I have a pond surrounded by forest that gets choked with algae. The algae gets its carbon much more from forest detritus than atmospheric CO2. When I keep the pond clean of leaves the algae doesn’t grow. If the pond is full of leaves when I treat the pond with microbes that hasten the decomposition of the leaves the algae growth slows. When I run the pond’s aerator thus adding more oxygen and atmospheric CO2 the algae growth stops..

Shanghai Dan
May 20, 2022 10:43 am

This is rather intriguing! If it’s true, it means higher efficiency – you don’t have to farm as much land to have the same yield. Good all around!

Andy Pattullo
May 20, 2022 10:46 am

At least molecular modelling isn’t climate modelling. This technique has a long history and many successful examples of validation against real world observations. So refreshing to read the word modelling in a context that is truly scientific. As to whether this will truly play a role in averting or addressing growing food insecurity that is largely due to incompetent, frankly idiotic government policy and the fake climate change religion, I have my doubts.

May 20, 2022 11:58 am

“The model also identified non-necessary components”

What could go wrong?

Joao Martins
May 20, 2022 12:39 pm

No one is asking why the pyrenoids have disappeared in higher plant evolution. No one is asking what for the actual plants would need more carbohydrate than what they already fix. Growth of organisms is the outcome of an integrated multitude of processes. I wonder if rice plants fixing more CO2 would make more seeds or growing fatter stems… Same reasonng for any other species.
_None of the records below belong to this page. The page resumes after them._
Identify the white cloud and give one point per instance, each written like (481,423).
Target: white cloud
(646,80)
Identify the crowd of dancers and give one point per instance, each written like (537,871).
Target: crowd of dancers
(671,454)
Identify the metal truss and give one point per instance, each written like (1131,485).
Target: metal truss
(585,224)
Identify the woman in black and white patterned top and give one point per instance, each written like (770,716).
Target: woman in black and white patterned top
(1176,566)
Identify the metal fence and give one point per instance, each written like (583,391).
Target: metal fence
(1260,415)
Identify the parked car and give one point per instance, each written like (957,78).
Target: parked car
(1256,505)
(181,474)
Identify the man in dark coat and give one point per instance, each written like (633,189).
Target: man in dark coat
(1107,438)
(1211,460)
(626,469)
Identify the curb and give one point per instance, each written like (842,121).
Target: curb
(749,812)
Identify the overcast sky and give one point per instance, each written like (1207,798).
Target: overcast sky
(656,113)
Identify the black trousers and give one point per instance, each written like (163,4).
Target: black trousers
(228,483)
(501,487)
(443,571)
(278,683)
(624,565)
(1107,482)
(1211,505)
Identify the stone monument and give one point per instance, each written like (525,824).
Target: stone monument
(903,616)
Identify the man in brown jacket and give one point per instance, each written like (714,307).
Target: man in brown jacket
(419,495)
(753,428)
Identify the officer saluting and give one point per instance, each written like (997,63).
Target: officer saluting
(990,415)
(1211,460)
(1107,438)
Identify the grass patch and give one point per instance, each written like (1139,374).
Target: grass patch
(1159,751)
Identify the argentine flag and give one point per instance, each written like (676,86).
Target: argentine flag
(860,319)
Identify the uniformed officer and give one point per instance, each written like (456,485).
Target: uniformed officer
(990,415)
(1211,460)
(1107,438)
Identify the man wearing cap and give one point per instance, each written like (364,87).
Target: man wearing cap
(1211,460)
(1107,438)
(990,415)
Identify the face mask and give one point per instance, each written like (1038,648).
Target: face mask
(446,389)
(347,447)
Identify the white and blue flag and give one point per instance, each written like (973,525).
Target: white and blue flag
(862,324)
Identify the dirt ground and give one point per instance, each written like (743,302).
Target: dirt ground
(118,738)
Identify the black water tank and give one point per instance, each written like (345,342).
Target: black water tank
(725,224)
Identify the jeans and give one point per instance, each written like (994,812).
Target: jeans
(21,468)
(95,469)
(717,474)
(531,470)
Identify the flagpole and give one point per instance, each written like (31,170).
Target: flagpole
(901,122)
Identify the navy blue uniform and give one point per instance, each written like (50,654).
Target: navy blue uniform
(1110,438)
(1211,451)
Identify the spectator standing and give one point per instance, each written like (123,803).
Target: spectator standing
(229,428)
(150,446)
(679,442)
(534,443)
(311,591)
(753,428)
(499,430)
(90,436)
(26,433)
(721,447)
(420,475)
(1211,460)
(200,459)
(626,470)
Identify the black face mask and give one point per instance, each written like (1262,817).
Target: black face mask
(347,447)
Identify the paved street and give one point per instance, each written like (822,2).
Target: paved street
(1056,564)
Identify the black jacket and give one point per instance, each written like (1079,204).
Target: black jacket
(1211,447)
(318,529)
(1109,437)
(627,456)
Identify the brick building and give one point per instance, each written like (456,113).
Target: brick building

Shallow minds leading “research” (spending?) programs…

Old Cocky
Reply to  Joao Martins
May 20, 2022 11:28 pm

Sometimes potentially detrimental changes can occur, either tied to an advantageous change, or because there is no immediate disadvantage.

That particular change may have occurred when CO2 levels were much higher, and it had little impact.

It would certainly be interesting to see what the result would be if this change can be made in real plants.

I doubt they will develop 3 strong roots and become motile.

Dennis G Sandberg
May 21, 2022 8:02 am

I Thought algae is going to be the new bio-fuel replacing ethanol AND EV’S. Check out The Auto Channel they KNOW it is!